Because he's an idiot
Not everyone's on next day delivery of face masks from Amazon
They sell boxes of 50 in Tescos.

So easy to say "wear a mask from tomorrow, by 24th we'll have a law in place with fines".
And already social media is awash with the fuckwits spouting their freemen of the land arseholery about how it’s not law, or advice on how to lie about a medical condition that means you don’t have to wear one, or scare story b.llsh.t about hypoxia.

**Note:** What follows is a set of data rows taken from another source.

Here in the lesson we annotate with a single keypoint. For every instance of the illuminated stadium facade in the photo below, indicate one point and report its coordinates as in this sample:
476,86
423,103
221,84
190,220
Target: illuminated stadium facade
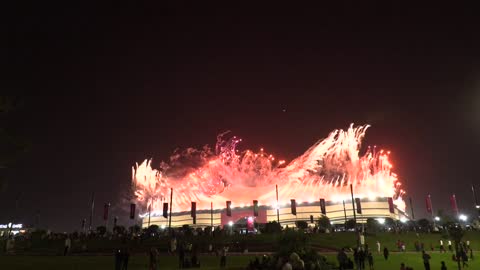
377,208
328,170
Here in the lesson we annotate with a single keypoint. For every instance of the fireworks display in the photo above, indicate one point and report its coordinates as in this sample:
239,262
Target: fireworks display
325,170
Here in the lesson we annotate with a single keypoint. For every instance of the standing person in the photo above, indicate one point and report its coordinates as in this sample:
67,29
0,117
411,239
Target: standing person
370,260
464,257
356,258
426,260
125,257
223,258
68,244
173,245
385,253
342,259
361,258
118,259
153,263
181,256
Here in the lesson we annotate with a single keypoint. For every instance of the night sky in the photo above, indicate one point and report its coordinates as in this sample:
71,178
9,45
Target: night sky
105,87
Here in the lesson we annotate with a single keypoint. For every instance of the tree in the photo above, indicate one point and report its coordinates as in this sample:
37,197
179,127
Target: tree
301,224
324,223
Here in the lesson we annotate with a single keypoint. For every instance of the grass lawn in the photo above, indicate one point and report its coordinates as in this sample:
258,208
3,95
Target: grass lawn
208,262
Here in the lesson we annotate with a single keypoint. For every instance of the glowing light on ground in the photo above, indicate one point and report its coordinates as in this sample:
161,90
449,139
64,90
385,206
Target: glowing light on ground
325,170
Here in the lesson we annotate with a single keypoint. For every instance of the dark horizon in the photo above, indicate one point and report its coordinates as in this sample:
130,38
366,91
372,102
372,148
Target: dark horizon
101,91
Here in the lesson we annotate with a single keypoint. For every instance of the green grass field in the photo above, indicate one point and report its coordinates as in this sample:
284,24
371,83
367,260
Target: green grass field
208,262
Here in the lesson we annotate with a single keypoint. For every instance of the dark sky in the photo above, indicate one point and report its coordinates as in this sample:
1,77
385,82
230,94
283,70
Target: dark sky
105,87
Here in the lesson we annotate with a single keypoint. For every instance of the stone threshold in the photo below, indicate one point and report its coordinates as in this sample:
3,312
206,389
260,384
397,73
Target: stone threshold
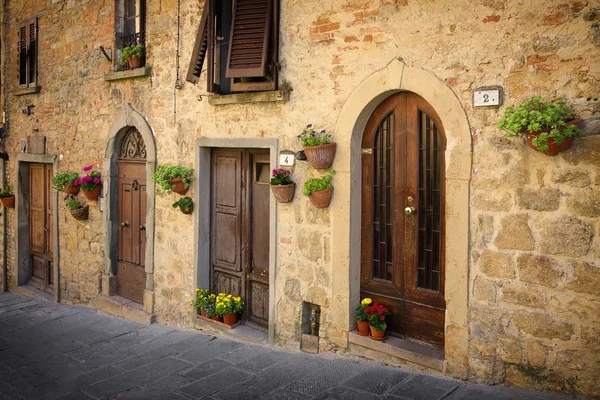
241,332
402,349
121,307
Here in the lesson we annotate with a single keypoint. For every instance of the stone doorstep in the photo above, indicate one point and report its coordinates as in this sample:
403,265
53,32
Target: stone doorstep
120,307
402,349
241,332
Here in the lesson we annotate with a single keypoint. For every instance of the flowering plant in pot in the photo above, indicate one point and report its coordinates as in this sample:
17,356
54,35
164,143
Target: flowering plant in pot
362,317
66,182
549,127
172,179
282,186
7,196
377,313
318,147
319,190
79,211
90,183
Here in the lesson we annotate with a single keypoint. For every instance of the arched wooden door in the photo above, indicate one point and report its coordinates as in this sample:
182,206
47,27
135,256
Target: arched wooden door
131,203
402,236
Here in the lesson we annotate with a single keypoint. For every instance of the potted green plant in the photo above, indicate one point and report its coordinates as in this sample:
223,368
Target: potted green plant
548,126
78,210
319,190
172,178
7,196
66,182
90,183
282,186
318,147
132,56
362,317
185,204
377,313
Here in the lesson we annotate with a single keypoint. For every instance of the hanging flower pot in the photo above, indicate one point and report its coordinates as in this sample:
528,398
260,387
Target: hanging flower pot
284,193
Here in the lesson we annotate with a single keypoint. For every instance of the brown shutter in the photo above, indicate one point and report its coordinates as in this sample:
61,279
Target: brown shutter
200,48
249,40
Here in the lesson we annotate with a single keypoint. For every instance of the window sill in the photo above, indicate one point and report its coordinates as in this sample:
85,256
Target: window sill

I despair. How did we become a f.ck-you country? “Well I don’t see why I should close my curtains in this blackout”.

Re: COVID-19

Posted: Tue Jul 14, 2020 8:33 am
by lpm
Relax. 100% is not necessary.

This will take it to 80%, the remainder will feel stared at, a bit of piss-taking will drive it to 90%. Society can cope with a few nutters.

Re: COVID-19

Posted: Tue Jul 14, 2020 8:48 am
by shpalman
Little waster wrote:
Tue Jul 14, 2020 8:19 am
Ah but the putative “already-immune” would have been picked up in the 17% identified by the seroprevalence study so the tricky bit remains trying to tally his own quoted 17% value with the supposed 80% of us who are now wandering around happily-unaware we have even had it.

Unless we are supposed to believe that the already-immune have some sort of antibody that can fight COVID but not the sort that turn up in antibody tests for COVID? :?
We already know that the antibodies to covid don't hang around all that long after infection, but those are just the specific anti-covid antibodies. There may be antibodies which are less specific and aren't picked up by those tests. But longer-lasting immunity may be conferred by T-cells.

The article is of course a load of sh.t, because it's lockdowns which have limited the number of infections, not saturation of the susceptible population, but ideas about pre-existing partial immunity due to exposure to other coronaviruses have been put forward to explain why some people die and others are asymptomatic (and everything in between) and similarly the idea of how long immunity lasts and if those particular antibodies are the whole story is really quite important to be looking at unless we want to be giving booster shots to the entire population every three months.

Re: COVID-19

Posted: Tue Jul 14, 2020 8:50 am
by Lew Dolby
Couldn't us mask-wearers just knock seven tonnes of sh.t out of non-mask-wearers and call it self-defence ??